Transitions Between Correctional And Community Health Systems

Discharge planning does not fall under the constitutional guarantee for health care and nor does health care post-release. Among 33 states surveyed in 2004, all prisons offered some form of discharge planning to a limited number of patients and in most cases only those with HIV disease (Flanagan 2004). Patients with diabetes, hypertension, or cardiovascular disease are often released without medications or a follow-up appointment in the community (Mallik-Kane and Visher 2008). Even when provided medications upon release, many do not obtain them. Recently released inmates are less likely to have a primary care physician and disproportionately use the emergency department for health care compared to the general population. In one study, 90 % of individuals released from jail were uninsured or lacked financial resources to pay for their medical care (Conklin et al. 2000). Inmates with health problems may have a harder time returning to the community, as they are additionally confronted with the task of managing their health problems, obtaining health care, and keeping up with medications or appointments, while meeting their basic needs.
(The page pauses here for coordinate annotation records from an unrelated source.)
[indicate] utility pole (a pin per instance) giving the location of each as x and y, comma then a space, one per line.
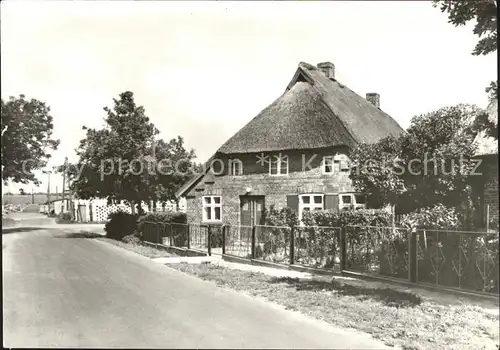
48, 188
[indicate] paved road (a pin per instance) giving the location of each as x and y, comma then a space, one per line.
63, 291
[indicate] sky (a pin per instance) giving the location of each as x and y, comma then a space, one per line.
202, 70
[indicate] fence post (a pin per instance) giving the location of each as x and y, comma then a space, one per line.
252, 248
209, 239
343, 249
487, 217
223, 239
412, 256
292, 245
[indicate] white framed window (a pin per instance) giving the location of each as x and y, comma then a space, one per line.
310, 202
236, 167
327, 165
278, 164
350, 201
212, 208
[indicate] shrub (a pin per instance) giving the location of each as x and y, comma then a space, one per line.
133, 238
321, 236
151, 234
361, 217
275, 240
120, 224
64, 218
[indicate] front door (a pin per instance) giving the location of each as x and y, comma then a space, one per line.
251, 210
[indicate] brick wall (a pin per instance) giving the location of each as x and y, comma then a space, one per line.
305, 176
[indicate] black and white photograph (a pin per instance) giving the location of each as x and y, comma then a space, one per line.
250, 174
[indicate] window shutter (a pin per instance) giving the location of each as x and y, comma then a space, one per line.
292, 201
332, 202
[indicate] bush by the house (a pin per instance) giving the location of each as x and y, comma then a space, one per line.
154, 226
120, 224
273, 239
133, 238
365, 217
436, 217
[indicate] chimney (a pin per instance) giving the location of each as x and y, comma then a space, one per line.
328, 69
373, 98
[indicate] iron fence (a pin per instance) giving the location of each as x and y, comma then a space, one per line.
377, 250
272, 243
460, 259
238, 241
198, 236
317, 246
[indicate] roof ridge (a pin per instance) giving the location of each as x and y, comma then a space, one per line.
323, 101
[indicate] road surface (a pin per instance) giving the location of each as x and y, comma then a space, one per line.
63, 291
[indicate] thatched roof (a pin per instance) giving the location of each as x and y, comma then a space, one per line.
314, 112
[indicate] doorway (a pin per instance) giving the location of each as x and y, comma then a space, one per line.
251, 210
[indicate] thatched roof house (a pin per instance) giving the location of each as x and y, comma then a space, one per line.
315, 112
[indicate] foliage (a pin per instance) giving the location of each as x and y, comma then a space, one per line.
435, 217
460, 12
162, 217
275, 236
120, 224
132, 239
281, 217
26, 138
64, 218
122, 162
431, 162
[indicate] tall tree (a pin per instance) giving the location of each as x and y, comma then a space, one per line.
27, 138
429, 164
461, 12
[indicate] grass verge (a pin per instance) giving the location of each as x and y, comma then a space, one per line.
395, 317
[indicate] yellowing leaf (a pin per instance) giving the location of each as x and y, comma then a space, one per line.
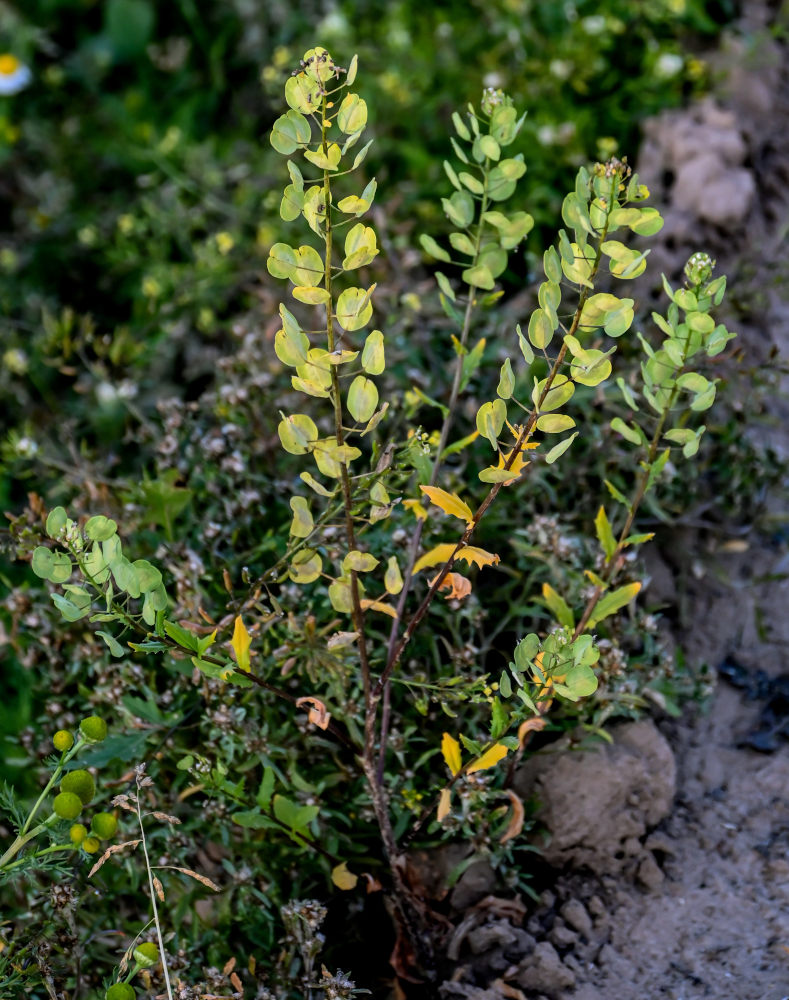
342, 878
393, 578
416, 508
382, 606
489, 759
241, 642
440, 554
450, 751
515, 824
450, 503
Many return to the community without financial resources, housing, employment, or family support. And many individuals convicted of drug felonies are released from prison and prohibited from accessing safety net services, including food stamps, public housing, or federal grants for education.

Epidemiology Of Cardiovascular Risk Factors And Disease

Cardiovascular Disease Mortality Cardiovascular disease is one of the top causes of death of inmates in the incarcerated population. According to the Bureau of Justice Statistics, during the period of 2001–2004, 12,129 state inmates deaths were reported and 27 % of these deaths were attributed to heart disease (Mumola 2007). However, in spite of being a leading cause of death, the risk for death from cardiovascular disease is not higher than what would be expected if they were living in the free world (Spaulding et al. 2011). In contrast, recently released inmates have an increased risk for mortality compared to the general population (Binswanger et al. 2007; Rosen et al. 2008; Spaulding et al. 2011). In a retrospective study of 30,000 individuals released from Washington state prison, recently released inmates had a greater risk of all cause and cardiovascular disease mortality than the general population in the year following release (adjusted HRs 2.1, 95 % CI 1.7–2.6) (Binswanger et al. 2007). Evidence to date suggests that white inmates have an increased risk of dying compared to the general population, whereas blacks do not. A retrospective study of individuals released from North Carolina prison between 1985 and 2000 found that white ex-prisoners had 30 % greater than expected rate of death from diabetes and cardiovascular disease compared to the general population, although no difference was detected among black former inmates (Rosen et al. 2008). A study from Georgia, in which two-thirds of the prison population was black, also found no increased risk of cardiovascular death upon release (Spaulding et al. 2011). Importantly, there have been no national or prospective studies looking at the association between incarceration and cardiovascular disease mortality.